日本のチラシの中でもっとも使われているといってよいのが、金赤と呼ばれる鮮明な赤です。この色は、色彩でいう赤というものではなく、朱色に近いものです。M100%、Y100%という混色比です。つまり黄色が入っているので、オレンジに近いといえるのです。この色はヨーロッパではバーミリオンと呼ばれています。赤系でもっともエネルギーに富んでいるといわれています。これは人の目を捉える色でもあります。

日本ではこの朱色を古来より好んできました。明るく、朗らかであり、情熱的な性質という朱色。この朱色は配色の中心に位置しているといっていいと思います。ただし、使いすぎには注意が必要です。全体に軽薄な雰囲気にしてしまうこともあります。
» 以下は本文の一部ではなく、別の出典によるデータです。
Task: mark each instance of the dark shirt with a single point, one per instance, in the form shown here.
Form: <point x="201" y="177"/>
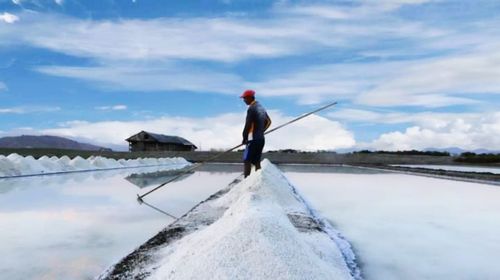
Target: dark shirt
<point x="257" y="122"/>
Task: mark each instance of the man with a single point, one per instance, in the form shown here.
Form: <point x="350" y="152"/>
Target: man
<point x="257" y="121"/>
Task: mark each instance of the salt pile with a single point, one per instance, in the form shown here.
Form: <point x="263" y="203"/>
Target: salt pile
<point x="16" y="165"/>
<point x="256" y="228"/>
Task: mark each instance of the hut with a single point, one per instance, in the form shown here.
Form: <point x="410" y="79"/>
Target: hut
<point x="147" y="141"/>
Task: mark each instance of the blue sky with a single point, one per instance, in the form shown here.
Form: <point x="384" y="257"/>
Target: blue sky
<point x="408" y="74"/>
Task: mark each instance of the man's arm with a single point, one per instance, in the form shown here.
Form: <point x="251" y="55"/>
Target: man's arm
<point x="268" y="122"/>
<point x="248" y="125"/>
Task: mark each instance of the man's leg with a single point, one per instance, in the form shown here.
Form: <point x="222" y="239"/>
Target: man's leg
<point x="247" y="169"/>
<point x="257" y="165"/>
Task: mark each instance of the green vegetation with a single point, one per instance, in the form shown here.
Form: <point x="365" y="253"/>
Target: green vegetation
<point x="469" y="157"/>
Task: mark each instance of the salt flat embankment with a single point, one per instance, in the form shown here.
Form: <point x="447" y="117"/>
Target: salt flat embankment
<point x="256" y="228"/>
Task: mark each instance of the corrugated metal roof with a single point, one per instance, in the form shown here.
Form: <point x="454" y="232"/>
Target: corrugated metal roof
<point x="166" y="139"/>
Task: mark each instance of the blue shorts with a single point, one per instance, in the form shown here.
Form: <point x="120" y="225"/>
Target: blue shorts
<point x="253" y="151"/>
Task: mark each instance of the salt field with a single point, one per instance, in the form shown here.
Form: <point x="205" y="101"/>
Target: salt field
<point x="405" y="226"/>
<point x="16" y="165"/>
<point x="73" y="226"/>
<point x="494" y="170"/>
<point x="76" y="225"/>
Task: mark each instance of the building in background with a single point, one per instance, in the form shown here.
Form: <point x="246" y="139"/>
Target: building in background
<point x="147" y="141"/>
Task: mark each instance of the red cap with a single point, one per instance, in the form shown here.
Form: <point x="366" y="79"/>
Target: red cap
<point x="248" y="93"/>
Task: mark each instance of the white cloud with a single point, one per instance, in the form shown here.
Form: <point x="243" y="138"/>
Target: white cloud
<point x="226" y="39"/>
<point x="480" y="131"/>
<point x="436" y="119"/>
<point x="219" y="132"/>
<point x="166" y="77"/>
<point x="8" y="18"/>
<point x="433" y="82"/>
<point x="114" y="107"/>
<point x="28" y="110"/>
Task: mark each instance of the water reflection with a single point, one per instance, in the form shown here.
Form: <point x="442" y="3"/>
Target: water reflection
<point x="143" y="180"/>
<point x="327" y="168"/>
<point x="73" y="226"/>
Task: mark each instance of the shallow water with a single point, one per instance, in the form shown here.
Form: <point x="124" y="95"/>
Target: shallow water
<point x="76" y="225"/>
<point x="401" y="226"/>
<point x="406" y="226"/>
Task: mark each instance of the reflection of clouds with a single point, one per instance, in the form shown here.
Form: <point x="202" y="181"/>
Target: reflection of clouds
<point x="72" y="226"/>
<point x="143" y="180"/>
<point x="9" y="184"/>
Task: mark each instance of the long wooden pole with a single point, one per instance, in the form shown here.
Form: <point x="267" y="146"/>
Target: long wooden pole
<point x="197" y="165"/>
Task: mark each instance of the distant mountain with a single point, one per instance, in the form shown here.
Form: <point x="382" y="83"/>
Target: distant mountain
<point x="46" y="141"/>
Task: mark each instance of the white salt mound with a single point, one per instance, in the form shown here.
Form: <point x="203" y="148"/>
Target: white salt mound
<point x="16" y="165"/>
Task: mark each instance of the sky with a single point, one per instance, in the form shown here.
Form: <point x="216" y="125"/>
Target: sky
<point x="407" y="74"/>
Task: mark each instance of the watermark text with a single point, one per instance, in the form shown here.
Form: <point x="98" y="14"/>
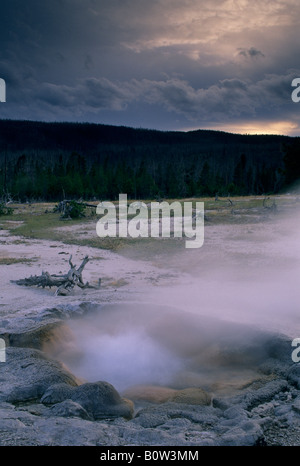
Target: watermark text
<point x="156" y="219"/>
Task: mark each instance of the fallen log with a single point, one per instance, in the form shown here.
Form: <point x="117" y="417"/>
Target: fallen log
<point x="64" y="283"/>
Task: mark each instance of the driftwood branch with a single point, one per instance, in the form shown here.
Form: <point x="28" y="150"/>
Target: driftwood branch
<point x="64" y="283"/>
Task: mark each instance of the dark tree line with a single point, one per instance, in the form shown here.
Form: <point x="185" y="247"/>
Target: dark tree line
<point x="52" y="161"/>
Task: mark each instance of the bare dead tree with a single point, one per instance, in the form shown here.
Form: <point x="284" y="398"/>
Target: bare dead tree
<point x="64" y="283"/>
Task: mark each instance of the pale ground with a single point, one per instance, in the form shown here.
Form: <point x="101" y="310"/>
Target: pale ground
<point x="247" y="272"/>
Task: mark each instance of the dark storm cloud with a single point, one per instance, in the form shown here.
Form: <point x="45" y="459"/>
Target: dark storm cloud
<point x="250" y="53"/>
<point x="197" y="61"/>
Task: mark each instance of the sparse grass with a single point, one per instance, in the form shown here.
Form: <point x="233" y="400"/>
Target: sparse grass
<point x="38" y="221"/>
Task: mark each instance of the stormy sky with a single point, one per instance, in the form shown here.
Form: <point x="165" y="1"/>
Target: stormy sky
<point x="163" y="64"/>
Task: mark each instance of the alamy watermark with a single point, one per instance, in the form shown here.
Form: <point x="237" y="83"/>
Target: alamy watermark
<point x="2" y="90"/>
<point x="155" y="219"/>
<point x="296" y="351"/>
<point x="2" y="350"/>
<point x="296" y="92"/>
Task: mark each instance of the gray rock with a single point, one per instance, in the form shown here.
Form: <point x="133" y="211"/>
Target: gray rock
<point x="293" y="375"/>
<point x="27" y="373"/>
<point x="296" y="405"/>
<point x="249" y="433"/>
<point x="69" y="408"/>
<point x="56" y="393"/>
<point x="101" y="400"/>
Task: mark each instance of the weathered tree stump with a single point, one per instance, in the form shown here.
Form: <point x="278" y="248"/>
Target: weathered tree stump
<point x="64" y="283"/>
いかにこの金赤を効果的に使うかということを、考え抜くことが大切です。そしてできるだけ使う場所を狭くすべきだといいます。色というのは人の目を引きつける力が強いものと弱いものがあります。こういった性質を色の誘引性といいます。文字の誘引性を高めることで、人の目を捉えることがきます。
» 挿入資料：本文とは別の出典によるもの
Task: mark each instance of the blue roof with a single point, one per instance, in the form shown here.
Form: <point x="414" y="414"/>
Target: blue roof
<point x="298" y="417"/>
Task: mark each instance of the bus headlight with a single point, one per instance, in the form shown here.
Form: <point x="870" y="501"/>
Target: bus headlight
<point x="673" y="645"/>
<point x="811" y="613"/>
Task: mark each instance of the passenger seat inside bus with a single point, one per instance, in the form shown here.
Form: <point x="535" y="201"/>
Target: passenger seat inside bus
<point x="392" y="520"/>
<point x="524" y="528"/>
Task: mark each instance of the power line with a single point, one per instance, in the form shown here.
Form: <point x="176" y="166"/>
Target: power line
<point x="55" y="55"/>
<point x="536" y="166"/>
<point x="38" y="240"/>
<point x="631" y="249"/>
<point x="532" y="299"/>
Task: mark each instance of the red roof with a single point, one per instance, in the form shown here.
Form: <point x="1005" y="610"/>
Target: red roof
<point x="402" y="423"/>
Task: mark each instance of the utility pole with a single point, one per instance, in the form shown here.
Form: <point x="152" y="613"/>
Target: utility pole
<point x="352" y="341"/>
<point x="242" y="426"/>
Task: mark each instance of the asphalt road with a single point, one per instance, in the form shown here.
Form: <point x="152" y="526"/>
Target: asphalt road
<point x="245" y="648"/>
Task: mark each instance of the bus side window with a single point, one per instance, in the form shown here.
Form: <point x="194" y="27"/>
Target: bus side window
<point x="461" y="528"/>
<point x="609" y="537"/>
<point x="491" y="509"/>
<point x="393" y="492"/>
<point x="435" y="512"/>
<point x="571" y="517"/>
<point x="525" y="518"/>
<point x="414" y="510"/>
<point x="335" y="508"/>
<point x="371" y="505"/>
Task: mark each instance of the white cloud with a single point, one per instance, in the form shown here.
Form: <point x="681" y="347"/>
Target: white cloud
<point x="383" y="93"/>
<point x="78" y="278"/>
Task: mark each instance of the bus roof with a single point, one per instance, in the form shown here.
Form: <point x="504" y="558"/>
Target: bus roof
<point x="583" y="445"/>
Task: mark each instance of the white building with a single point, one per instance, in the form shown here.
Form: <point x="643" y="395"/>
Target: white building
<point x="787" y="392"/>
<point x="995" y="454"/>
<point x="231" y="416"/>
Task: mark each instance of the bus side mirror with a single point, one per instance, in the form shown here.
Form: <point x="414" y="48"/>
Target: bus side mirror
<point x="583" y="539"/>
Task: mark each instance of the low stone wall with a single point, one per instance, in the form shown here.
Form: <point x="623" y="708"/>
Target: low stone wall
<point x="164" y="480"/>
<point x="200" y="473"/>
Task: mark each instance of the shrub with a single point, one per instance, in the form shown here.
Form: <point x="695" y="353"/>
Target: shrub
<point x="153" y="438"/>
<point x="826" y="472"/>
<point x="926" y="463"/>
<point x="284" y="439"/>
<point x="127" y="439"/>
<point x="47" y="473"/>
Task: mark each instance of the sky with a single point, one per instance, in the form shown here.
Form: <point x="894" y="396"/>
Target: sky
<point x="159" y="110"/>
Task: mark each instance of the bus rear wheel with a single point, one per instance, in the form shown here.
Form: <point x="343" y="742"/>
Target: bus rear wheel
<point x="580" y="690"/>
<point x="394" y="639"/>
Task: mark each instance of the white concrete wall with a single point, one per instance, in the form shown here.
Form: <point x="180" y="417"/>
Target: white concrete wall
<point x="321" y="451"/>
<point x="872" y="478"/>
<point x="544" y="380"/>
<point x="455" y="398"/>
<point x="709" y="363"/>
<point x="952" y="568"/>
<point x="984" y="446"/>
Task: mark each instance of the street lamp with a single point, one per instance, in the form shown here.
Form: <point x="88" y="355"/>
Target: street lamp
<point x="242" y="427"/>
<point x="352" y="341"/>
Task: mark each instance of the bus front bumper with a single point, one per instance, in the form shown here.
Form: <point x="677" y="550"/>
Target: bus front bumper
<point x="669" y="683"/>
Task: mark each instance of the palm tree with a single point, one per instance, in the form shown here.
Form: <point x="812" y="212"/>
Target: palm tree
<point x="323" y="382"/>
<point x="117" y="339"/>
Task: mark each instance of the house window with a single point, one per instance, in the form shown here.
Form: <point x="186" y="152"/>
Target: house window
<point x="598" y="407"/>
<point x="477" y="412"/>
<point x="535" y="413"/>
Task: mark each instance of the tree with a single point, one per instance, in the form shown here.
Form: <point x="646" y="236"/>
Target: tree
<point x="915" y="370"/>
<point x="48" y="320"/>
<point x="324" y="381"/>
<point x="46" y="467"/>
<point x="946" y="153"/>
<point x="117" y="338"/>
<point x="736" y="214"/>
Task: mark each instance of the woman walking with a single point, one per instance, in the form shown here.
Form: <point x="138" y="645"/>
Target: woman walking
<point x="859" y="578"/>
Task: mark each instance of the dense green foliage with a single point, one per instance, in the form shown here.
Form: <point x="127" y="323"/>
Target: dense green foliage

キャッチコピーには、誘引性の高い色を用いることが多いといえます。誘引性の高い色には、暖色系です。特に赤というのは、色相の中でも最も誘引性が高いといえます。赤というのはイメージチャートでいうと、もっともエネルギーが強い色です。その強さで人の目を引きつけます。黄色やオレンジも誘引性が高いといえます。けれど、黄が強いといっても、下地の色が明るい色だと効果を失ってしまいます。緑と赤は補色同士です。この2色の配色というのはハレーションが強くなってしまし、それだけで目立ちます。補色同士は誘引性があるといえるようです。